La canzone di Geolier? Da prediciottesimo camorrista. È lo stereotipo che non poteva mancare in una edizione di Sanremo dove protagonista assoluta è (anche) la Lingua Napoletana, idioma ormai sdoganato anche nell’evento nazional popolare per eccellenza, e per manifesta imposizione dato che il Napoletano sembra ormai essere la lingua più cool nel panorama musicale e artistico contemporaneo soprattutto tra i giovani. Una lingua che si presta perfettamente ad essere utilizzata in generi musicali, come il rap o la trap, che richiedono una malleabilità che l’Italiano non ha.

Geolier da “prediciottesimo camorrista”: la critica dal sapore razzista

La critica dal sapore discriminatorio, se non proprio razzista, proviene da un luogo geografico che purtroppo è stato spesso protagonista di uscite del genere. Sul portale bergamasco Eppen, che si poggia su quello del quotidiano L’Eco di Bergamo, è apparsa infatti questa “recensione” sul brano I p’ me, tu p’ te di Geolier: “Arriva vestito come mio zio in discoteca e fa la cover del Lazza dell’anno scorso, però in napoletano. Voto 4, prediciottesimo camorrista ost”.

Una recensione in perfetto stampo lombrosiano

Non solo Emanuele Palumbo, in quanto napoletano e del Sud, viene accostato gratuitamente alla malavita organizzata, ma si ritrova anche un giudizio che ricalca pedissequamente le tesi lombrosiane che fanno corrispondere l’apparenza alla capacità di delinquere. Che il Napoletano (ed i napoletani) si impongano e si esaltino in modo così brillante nella scena artistica nazionale costituisce, sicuramente, un elemento di fastidio e forse anche di invidia in determinati individui.

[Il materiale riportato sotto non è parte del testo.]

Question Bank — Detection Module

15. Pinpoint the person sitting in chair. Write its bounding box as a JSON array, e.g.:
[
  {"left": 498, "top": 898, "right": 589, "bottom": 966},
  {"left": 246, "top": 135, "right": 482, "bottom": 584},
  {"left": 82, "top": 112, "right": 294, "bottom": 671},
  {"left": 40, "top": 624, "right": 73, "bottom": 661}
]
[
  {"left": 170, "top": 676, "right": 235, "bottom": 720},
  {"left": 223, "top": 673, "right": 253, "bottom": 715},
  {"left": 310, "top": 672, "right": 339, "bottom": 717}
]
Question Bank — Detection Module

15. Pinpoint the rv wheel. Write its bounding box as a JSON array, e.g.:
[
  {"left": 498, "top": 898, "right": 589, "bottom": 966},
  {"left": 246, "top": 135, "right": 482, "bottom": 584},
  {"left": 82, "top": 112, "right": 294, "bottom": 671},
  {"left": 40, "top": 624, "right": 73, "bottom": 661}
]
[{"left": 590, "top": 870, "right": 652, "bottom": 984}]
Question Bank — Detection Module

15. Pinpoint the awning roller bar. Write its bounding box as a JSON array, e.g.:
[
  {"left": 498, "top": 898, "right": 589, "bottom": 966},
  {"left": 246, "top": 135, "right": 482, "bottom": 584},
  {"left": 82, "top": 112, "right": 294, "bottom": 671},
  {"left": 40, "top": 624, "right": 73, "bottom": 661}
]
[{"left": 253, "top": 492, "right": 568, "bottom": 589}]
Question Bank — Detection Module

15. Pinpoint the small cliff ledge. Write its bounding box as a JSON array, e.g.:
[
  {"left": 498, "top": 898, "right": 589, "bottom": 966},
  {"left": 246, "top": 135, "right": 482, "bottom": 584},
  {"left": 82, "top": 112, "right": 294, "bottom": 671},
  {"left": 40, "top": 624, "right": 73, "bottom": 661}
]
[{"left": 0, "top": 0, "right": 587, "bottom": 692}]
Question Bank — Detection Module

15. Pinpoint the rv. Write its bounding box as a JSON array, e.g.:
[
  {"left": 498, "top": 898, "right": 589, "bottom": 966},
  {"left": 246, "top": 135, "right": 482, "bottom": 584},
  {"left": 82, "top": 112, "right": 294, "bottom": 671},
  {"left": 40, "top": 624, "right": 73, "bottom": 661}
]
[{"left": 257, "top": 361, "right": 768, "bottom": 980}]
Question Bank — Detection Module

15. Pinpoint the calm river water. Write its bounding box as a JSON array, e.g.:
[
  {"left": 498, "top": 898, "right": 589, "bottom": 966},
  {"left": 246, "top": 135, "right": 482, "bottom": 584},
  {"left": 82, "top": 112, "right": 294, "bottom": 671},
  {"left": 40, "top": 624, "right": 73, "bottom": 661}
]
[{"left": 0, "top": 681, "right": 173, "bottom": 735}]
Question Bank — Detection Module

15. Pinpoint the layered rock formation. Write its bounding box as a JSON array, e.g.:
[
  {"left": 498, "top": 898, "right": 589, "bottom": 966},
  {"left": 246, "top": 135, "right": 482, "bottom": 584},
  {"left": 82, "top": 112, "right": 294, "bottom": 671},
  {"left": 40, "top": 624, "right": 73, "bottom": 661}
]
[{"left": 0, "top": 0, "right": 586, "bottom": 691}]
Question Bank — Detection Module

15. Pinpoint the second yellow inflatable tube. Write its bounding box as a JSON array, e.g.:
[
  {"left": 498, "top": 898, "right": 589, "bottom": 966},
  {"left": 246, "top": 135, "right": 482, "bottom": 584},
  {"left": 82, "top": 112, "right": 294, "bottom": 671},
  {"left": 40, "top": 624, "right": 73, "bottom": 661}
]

L’Eco di Bergamo ci mette la pezza ma il guaio è fatto

L’Eco di Bergamo, in risposta alla bufera che si è scatenata, si è visto costretto a diffondere una nota in cui ha precisato che “non è un contenuto prodotto e pubblicato dalla redazione”, né quella online né quella cartacea. Eppen è un magazine che “si appoggia al sito del giornale e che produce autonomamente in contenuti”. In tal modo ha allontanato da sé le critiche. La pagina, tuttavia, successivamente è sparita dal web, ma a quel punto il guaio era stato già fatto: lo screenshot con la recensione incriminata aveva già fatto il giro dei social.